Page:Revue des Deux Mondes - 1904 - tome 21.djvu/451

La bibliothèque libre.
Le texte de cette page a été corrigé et est conforme au fac-similé.

Un grand ciel se déploie entre les arbres roux.
La forêt, du passé, garde dans ses murmures
Le nom de ce qui fut un siècle, Chanteloup ;
Un peu de gloire, un peu de faste en ses ramures.

Et dans ses carrefours : celui du Grand Veneur,
La route de Penthièvre avec celle du Maître,
Le souvenir des sons de trompes, en l’honneur
Des Choiseul, s’élevant sous le chêne et le hêtre.

L’aveugle étang sans rien qu’il baigne ou qu’il reflète
N’est qu’une immense coupe aux multiples roseaux.
Autrefois il a vu plus d’une belle fête
Et des barques rayant le cristal de ses eaux.
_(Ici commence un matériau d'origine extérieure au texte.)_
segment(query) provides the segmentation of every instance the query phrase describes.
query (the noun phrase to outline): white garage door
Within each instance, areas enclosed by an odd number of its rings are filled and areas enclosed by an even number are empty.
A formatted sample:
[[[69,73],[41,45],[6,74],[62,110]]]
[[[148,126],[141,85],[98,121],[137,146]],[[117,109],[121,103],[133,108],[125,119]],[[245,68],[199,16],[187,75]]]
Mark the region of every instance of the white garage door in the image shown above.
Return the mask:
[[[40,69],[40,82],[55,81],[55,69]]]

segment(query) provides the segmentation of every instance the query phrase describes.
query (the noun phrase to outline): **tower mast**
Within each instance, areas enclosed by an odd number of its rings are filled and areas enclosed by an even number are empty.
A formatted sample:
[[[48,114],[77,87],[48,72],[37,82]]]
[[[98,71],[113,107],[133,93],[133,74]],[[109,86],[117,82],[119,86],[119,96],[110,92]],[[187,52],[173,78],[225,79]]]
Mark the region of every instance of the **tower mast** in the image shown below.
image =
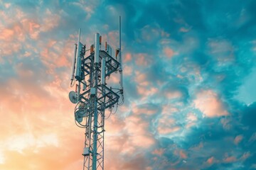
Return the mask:
[[[78,44],[74,46],[70,86],[75,84],[75,91],[70,92],[69,98],[72,103],[76,103],[76,125],[85,129],[82,154],[84,157],[83,170],[104,169],[105,110],[109,108],[112,112],[115,105],[117,107],[119,105],[120,100],[122,103],[124,103],[121,17],[119,30],[119,45],[115,57],[112,55],[112,47],[107,42],[105,50],[101,49],[102,38],[99,33],[95,34],[95,43],[86,50],[86,46],[80,42],[80,29]],[[119,89],[107,86],[106,76],[117,71],[120,74]]]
Des barques débordant de chatoyantes soies,
De rameurs d’Opéra, de femmes en atours,
De musiques aussi, chantant les courtes joies,
Les dépits sourians des légères amours ;

Des marches, tout au bord, descendent vers la terre,
Où cette eau se perdit, détruisant son miroir
Et le passant rêveur, en l’éclat d’un beau soir
Songe aux Embarquemens, les derniers, pour Cythère.


Mme ALPHONSE DAUDET.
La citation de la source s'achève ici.